A estrutura do DNA (1953), decifrada por Watson e Crick, trouxe-nos uma ideia de como funciona, na intimidade, a transmissão hereditária, mas ao mesmo tempo permite a manipulação genética que gera cada vez mais insegurança do ponto de vista político- social. O apuramento das espécies, a clonagem e a eugenia já andam por aí com eficácia crescente.

Lévi-Strauss (1908-2009) formulou a teoria do interdito do incesto a que corresponde a exogamia como laço social primordial, no domínio das ciências das sociedades. Mostrou-nos que o "parentesco" está no centro da Antropologia que estuda o homem na sua dimensão social: as regras de aliança, de filiação, de residência ou de perpetuação das populações. Há factos humanos de natureza simbólica com formas invariáveis em contextos diferentes. Por isso percebemos que, para além das diferenças culturais, há estruturas humanas universais comuns a todas as culturas. Esta evidência não é suficiente para afastar de vez práticas "culturais" eticamente inaceitáveis como a excisão do clítoris.

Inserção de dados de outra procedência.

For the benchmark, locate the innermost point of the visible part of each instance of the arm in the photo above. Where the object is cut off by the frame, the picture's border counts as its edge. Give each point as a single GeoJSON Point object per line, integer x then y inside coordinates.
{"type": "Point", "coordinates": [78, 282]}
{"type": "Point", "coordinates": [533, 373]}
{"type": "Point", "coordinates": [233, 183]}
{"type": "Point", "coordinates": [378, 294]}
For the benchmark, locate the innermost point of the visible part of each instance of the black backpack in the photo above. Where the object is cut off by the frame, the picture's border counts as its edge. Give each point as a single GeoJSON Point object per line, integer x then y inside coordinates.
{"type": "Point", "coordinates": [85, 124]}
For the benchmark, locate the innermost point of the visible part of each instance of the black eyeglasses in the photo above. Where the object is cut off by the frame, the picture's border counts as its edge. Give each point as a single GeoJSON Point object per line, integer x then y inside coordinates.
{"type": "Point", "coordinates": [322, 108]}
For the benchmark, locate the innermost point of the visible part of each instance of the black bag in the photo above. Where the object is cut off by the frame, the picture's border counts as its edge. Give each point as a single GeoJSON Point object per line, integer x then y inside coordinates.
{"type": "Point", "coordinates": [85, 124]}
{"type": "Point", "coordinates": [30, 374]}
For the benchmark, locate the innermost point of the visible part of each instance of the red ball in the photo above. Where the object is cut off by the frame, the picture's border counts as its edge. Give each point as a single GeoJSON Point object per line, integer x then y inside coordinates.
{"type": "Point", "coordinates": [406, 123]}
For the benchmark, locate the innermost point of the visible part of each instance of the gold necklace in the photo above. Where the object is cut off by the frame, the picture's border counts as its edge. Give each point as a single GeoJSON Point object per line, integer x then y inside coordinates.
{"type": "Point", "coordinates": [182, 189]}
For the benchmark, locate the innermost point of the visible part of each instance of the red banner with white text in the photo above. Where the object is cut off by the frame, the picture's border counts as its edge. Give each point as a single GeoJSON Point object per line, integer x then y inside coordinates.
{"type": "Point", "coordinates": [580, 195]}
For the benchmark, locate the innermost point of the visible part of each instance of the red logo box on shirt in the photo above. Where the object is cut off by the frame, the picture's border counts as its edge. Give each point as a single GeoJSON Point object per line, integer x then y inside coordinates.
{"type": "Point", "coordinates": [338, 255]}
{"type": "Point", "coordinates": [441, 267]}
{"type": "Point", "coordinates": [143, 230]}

 Sigmund Freud (1856- 1939) deixou-nos a teoria tópica das pulsões. Criador da psicanálise, mostrou-nos que grande parte do comportamento escapa à racionalidade e que o homem singular é dominado por forças ocultas que desconhece e que não controla. Freud conseguiu instalar-nos definitivamente no pessimismo, a natureza humana é capaz dos maiores prodígios mas também dos maiores horrores, ela é dominada pelos mecanismos de defesa do ego e caracteriza-se por uma dialéctica incessante entre o consciente e o inconsciente, entre as instâncias que constituem o aparelho psíquico: id, ego e superego. Também, definitivamente, ficámos a saber que a sexualidade é o grande motor do desenvolvimento humano e que os sonhos podem ser a realização de desejos recalcados.